Dominique B., manifestant de 57 ans, raconte par exemple, photos à l’appui, avoir été atteint par un tir tendu de grenade lacrymogène le 19 mai à Paris. Celle-ci aurait percuté son tibia gauche, « provoquant une fracture ouverte » qui a nécessité une opération et la pose d’une broche de 33 centimètres.
Un jeune mineur, Arthur D., venu manifester le 9 avril avec sa mère et sa sœur à Paris, dit avoir essuyé un tir de lanceur de balles de défense qui lui a fracturé le nez en plusieurs endroits. Un certificat médical atteste de sa blessure.
Un jeune de 25 ans, Thibaud M., assure pour sa part avoir été « roué de coups de matraque » le 1er mai à Paris. Il joint à son récit plusieurs attestations de témoins, un certificat médical décrivant plusieurs hématomes, ecchymoses et éraflures, et une photo parue en « une » du quotidien L’Humanité et où il apparaît au sol tandis que plusieurs policiers en civil se ruent sur lui.

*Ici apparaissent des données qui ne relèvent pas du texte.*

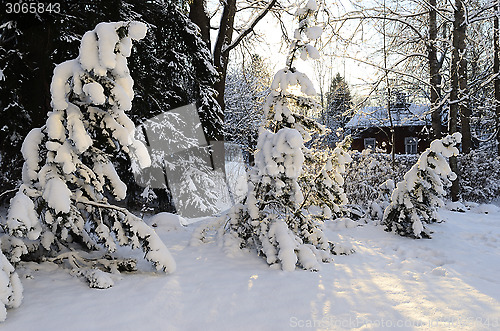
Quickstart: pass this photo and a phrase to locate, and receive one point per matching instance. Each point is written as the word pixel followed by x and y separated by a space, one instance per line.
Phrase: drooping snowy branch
pixel 68 172
pixel 415 200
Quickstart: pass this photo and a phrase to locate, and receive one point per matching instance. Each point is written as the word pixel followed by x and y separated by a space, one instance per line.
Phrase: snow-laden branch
pixel 250 27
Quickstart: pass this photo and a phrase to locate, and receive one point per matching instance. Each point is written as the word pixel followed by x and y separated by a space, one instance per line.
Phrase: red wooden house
pixel 371 128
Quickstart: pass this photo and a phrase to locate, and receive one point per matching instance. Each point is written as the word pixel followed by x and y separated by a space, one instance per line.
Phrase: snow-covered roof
pixel 413 115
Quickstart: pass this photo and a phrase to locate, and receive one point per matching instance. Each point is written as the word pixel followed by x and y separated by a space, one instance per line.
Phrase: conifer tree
pixel 68 173
pixel 272 219
pixel 415 200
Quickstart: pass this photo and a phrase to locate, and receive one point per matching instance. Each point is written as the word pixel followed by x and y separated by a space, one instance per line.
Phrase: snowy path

Une autre victime, Joël L., 56 ans, s’est vu délivrer cinq jours d’arrêt de travail après avoir subi un tir de lance-grenades, en mai : « Je filmais l’arrestation d’un jeune homme lorsque des CRS m’ont visé délibérément », décrit-il.
« La volonté d’humilier »
Pour l’avocat Raphaël Kempf, qui a l’habitude de défendre des manifestants interpellés, « on a vraiment le sentiment d’un usage quasi systématique de la violence, avec souvent la volonté d’humilier ».
C’est par exemple ce qu’a vécu Yves M., un manifestant de 38 ans. Lors d’un contrôle d’identité, en juin, à Paris, des policiers lui auraient répété qu’ils allaient lui « casser la bouche », l’auraient traité de « caillasseur de pères de famille » avant qu’un agent ne procède à une fouille très intrusive : « Il me palpe le sexe, le malaxe plusieurs fois », dit Yves M., qui finit « en sanglots ». Ses affaires personnelles auraient également été jetées à terre et son téléphone portable fouillé avant d’être piétiné.
« On a aussi des témoignages qui mettent en évidence la façon dont les manifestations ont été encadrées, ou plutôt réprimées, avec des charges intempestives sans sommation ou un usage excessif de gaz lacrymogènes », ajoute un membre de Défense collective, qui a réalisé plusieurs appels à témoignages.
Marie-Christine K., 55 ans, explique ainsi avoir participé à la manifestation du 5 juillet à Paris et avoir été « encagée » ou « nassée pendant plus de trois heures sur le pont de la Concorde ». Elle ajoute avoir remarqué « qu’aucun CRS ou gendarme mobile ne portait de matricule ».
« Pouvoirs d’enquête »
C’est d’ailleurs un point qui apparaît à plusieurs reprises dans les témoignages selon lesquels des forces de l’ordre ne respectent pas l’obligation de port de leur matricule. De nombreuses captures d’écran de vidéos ont été jointes à la saisine du défenseur des droits, qui en attestent. On peut y voir notamment des policiers qui interviennent sans brassard permettant de les identifier. Certains ont le visage totalement dissimulé par un casque ou une cagoule. Ces images montrent aussi des scènes au cours desquelles les forces de l’ordre semblent interpeller des manifestants sans que ceux-ci ne présentent une menace ou s’en prennent à des journalistes.
Parmi les 66 victimes qui ont saisi le défenseur des droits, neuf ont aussi déposé une plainte auprès de la police des polices, l’Inspection générale de la police nationale. La démarche auprès de Jacques Toubon « vise à solliciter une autorité indépendante qui ne soit pas la police des polices ou le procureur de la République, qui travaille souvent avec les policiers, explique Me Kempf. Le défenseur a des pouvoirs d’enquête, il peut auditionner des policiers ou des témoins, se faire remettre des documents. Et il peut faire des recommandations ou demander des sanctions s’il constate des manquements à la déontologie ».